Pengunduran diri tersebut tidak sepenuhnya mengejutkan mengingat tekanan yang terus meningkat setelah Korea Selatan gagal mencapai target di ajang Piala Dunia 2026. Tim yang selama ini dikenal sebagai salah satu kekuatan sepak bola Asia itu harus mengakhiri perjalanan lebih awal setelah tidak mampu mengamankan tiket menuju fase gugur.
Kegagalan ini juga mengulang catatan kurang memuaskan yang pernah dialami Hong Myung-bo ketika menangani Korea Selatan pada Piala Dunia 2014. Saat itu, tim juga tidak berhasil melangkah jauh di turnamen, sehingga periode keduanya sebagai pelatih diharapkan mampu membawa perubahan yang lebih positif. Namun, hasil akhir kembali tidak sesuai ekspektasi.
Dalam penjelasannya, Hong mengungkapkan bahwa selama dua tahun terakhir ia selalu berusaha mengambil keputusan terbaik demi perkembangan sepak bola Korea Selatan. Setiap keputusan, mulai dari pemilihan pemain hingga penyusunan strategi latihan dan pertandingan, menurutnya selalu didasarkan pada kepentingan tim nasional.
“Saya selalu mengajukan pertanyaan yang sama setiap kali harus mengambil keputusan penting, memilih pemain, atau mempersiapkan sesi latihan dan pertandingan, apakah ini pilihan yang tepat untuk sepak bola Korea,” kata Hong.
Pernyataan tersebut mencerminkan bahwa setiap langkah yang diambil selama masa kepelatihannya telah melalui pertimbangan yang matang. Meski demikian, hasil di lapangan tidak mampu memenuhi target yang telah ditetapkan, sehingga ia memilih untuk mengakhiri tugasnya.
Selama kariernya, Hong Myung-bo merupakan salah satu tokoh penting dalam sejarah sepak bola Korea Selatan. Sebelum menjadi pelatih, ia dikenal sebagai mantan kapten tim nasional yang memiliki pengalaman panjang di level internasional. Kiprahnya sebagai pemain membuatnya mendapat kepercayaan untuk beberapa kali menangani tim nasional dalam berbagai ajang.
Kepergian Hong membuka babak baru bagi Federasi Sepak Bola Korea Selatan dalam menentukan arah pembangunan tim nasional. Federasi kini menghadapi tantangan untuk segera mencari sosok pelatih baru yang mampu mempersiapkan tim menghadapi kompetisi internasional berikutnya sekaligus melakukan evaluasi terhadap performa selama Piala Dunia 2026.

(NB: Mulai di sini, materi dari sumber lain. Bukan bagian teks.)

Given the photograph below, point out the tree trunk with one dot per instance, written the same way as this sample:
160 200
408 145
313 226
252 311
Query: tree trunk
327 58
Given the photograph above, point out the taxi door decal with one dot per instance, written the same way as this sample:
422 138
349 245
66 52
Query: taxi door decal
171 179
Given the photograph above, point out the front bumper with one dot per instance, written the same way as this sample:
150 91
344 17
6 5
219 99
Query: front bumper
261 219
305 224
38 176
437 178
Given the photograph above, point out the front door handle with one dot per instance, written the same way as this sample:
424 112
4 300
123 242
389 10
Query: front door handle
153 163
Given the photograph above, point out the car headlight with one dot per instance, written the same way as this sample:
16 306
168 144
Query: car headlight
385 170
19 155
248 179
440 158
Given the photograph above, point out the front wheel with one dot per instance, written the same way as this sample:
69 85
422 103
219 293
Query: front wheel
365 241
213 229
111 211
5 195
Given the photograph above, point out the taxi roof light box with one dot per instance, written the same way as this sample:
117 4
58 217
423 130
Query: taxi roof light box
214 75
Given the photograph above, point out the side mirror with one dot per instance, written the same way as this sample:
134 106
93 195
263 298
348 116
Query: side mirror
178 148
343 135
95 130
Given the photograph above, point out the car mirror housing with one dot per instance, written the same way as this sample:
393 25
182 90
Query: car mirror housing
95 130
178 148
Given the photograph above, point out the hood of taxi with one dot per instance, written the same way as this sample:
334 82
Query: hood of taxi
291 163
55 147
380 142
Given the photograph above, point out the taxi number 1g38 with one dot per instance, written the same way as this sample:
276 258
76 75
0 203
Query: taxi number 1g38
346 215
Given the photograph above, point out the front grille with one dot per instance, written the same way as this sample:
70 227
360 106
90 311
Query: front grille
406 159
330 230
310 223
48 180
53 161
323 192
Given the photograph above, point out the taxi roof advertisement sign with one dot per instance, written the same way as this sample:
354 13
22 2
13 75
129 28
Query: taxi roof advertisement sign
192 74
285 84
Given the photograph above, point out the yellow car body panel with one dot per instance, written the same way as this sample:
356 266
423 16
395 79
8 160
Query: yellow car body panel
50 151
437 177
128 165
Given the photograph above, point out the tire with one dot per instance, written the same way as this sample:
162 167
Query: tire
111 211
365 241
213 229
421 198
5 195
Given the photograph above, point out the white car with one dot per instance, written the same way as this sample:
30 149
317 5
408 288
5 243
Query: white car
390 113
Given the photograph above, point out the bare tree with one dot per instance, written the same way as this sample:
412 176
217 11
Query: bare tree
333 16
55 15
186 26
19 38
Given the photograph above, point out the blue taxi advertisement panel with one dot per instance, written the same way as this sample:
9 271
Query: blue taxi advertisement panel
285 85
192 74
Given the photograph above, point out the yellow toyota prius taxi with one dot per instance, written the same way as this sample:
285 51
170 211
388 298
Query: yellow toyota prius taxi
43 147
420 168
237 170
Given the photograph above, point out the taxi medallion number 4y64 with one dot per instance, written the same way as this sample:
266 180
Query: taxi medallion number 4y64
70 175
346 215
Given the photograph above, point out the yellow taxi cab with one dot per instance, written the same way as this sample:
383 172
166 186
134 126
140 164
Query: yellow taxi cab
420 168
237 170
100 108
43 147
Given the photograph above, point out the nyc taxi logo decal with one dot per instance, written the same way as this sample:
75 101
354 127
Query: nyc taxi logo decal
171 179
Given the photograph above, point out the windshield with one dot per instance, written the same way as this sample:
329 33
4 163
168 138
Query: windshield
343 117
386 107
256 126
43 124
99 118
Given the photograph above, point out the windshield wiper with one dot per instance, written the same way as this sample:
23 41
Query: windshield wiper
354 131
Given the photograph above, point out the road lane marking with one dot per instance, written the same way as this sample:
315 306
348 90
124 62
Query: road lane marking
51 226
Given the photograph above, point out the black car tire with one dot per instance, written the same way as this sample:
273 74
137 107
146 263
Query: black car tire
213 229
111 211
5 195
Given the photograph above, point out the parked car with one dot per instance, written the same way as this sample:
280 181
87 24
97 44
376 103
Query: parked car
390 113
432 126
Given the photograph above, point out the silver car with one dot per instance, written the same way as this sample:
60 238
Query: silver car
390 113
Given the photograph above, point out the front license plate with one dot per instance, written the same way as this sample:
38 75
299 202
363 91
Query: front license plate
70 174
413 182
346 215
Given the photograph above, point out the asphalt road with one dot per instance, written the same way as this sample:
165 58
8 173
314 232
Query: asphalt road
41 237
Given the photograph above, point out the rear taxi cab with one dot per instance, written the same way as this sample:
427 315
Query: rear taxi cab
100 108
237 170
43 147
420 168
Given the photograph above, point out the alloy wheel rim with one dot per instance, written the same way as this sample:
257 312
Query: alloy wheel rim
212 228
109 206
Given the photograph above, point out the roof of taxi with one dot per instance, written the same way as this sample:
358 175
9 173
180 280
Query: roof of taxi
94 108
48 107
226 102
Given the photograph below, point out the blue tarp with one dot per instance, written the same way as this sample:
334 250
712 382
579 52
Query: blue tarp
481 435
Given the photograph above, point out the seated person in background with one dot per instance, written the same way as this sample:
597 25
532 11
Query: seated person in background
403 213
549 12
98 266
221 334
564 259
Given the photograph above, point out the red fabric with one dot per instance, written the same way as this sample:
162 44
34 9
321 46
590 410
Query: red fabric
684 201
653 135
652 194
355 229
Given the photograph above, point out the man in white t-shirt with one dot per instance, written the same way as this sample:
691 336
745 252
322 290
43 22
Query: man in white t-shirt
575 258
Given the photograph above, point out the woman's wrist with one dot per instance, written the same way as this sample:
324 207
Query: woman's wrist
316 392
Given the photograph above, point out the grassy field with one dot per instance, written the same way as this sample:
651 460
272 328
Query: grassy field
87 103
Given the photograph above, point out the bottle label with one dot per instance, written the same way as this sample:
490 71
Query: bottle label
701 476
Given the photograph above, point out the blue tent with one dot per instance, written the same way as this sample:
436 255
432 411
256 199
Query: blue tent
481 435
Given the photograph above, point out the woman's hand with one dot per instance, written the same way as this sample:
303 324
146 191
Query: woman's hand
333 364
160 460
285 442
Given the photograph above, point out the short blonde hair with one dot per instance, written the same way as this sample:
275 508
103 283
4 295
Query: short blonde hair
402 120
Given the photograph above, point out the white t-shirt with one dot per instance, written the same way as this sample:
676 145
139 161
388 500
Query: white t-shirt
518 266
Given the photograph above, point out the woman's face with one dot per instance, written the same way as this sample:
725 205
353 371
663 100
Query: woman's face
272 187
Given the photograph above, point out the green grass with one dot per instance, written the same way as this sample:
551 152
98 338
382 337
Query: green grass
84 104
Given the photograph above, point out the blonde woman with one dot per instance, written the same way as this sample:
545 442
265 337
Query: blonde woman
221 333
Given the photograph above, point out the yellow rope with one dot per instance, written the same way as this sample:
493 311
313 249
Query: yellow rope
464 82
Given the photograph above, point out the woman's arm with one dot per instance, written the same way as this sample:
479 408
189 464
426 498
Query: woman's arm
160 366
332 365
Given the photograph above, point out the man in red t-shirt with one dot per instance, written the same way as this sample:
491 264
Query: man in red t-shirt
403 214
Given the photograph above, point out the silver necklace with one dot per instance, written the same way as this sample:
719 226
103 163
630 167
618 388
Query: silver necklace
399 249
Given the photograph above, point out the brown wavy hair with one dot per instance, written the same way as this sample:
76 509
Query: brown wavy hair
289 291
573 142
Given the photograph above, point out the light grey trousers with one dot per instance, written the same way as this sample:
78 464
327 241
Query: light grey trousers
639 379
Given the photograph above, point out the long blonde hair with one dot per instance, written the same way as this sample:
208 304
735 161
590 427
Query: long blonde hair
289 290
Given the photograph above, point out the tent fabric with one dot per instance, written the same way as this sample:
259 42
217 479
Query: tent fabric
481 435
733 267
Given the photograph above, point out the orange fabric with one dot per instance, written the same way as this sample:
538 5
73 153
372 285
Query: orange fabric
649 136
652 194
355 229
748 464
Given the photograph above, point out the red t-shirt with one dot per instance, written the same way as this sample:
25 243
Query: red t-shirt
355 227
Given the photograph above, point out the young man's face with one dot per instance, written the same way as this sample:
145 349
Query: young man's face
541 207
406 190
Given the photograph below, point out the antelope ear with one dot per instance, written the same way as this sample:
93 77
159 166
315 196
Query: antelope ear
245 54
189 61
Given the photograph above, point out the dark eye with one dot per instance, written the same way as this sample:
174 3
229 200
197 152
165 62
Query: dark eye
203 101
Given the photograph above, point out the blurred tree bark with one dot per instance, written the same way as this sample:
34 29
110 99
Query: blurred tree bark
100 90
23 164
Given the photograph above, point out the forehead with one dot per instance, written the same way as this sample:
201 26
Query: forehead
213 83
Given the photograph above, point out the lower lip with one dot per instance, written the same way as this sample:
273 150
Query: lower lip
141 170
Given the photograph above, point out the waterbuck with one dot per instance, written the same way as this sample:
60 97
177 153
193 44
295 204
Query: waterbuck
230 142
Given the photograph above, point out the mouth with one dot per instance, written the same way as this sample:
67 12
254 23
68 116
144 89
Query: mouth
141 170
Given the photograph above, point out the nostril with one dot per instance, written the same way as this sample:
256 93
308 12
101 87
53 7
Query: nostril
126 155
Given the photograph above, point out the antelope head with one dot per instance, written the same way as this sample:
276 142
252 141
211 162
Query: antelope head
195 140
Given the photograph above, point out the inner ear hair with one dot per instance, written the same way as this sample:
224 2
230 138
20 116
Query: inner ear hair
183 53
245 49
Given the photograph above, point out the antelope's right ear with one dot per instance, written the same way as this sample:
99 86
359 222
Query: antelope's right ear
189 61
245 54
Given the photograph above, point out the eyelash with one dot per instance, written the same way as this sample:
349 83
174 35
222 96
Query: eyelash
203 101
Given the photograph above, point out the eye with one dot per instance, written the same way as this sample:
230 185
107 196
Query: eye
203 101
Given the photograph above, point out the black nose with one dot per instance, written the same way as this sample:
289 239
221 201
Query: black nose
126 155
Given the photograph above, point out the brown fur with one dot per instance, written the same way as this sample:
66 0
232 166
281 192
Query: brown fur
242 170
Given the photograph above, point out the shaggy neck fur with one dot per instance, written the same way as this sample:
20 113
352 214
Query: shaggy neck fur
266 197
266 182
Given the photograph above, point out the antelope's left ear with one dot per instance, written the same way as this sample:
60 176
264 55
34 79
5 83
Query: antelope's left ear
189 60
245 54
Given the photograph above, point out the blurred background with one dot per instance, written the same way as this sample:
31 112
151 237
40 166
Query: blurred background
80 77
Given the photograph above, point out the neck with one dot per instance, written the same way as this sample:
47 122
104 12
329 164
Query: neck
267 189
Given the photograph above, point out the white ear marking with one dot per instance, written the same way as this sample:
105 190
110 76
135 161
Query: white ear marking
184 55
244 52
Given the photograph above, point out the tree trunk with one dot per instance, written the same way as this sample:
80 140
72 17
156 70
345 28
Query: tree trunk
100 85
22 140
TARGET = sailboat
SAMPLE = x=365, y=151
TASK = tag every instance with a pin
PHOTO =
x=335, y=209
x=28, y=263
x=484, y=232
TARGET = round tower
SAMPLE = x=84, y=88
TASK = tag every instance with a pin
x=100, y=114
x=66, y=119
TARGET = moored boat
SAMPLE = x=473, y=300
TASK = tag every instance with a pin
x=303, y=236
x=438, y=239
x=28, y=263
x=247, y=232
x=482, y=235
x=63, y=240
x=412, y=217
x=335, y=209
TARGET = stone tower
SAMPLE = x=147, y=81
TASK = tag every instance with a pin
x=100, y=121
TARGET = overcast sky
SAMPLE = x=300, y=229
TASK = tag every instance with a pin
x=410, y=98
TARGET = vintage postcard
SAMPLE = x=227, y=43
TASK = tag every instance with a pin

Selain pergantian pelatih, hasil di Piala Dunia diperkirakan akan menjadi bahan evaluasi menyeluruh terhadap sistem pembinaan pemain, strategi permainan, hingga regenerasi skuad. Langkah tersebut dinilai penting agar Korea Selatan dapat kembali bersaing di level tertinggi sepak bola dunia.
Hingga saat ini, federasi belum mengumumkan siapa yang akan ditunjuk sebagai pengganti Hong Myung-bo. Proses penunjukan pelatih baru diperkirakan akan dilakukan setelah evaluasi menyeluruh terhadap performa tim selesai dilaksanakan. Sementara itu, pengunduran diri Hong menjadi akhir dari perjalanan kepelatihannya bersama Taeguk Warriors pada edisi Piala Dunia 2026.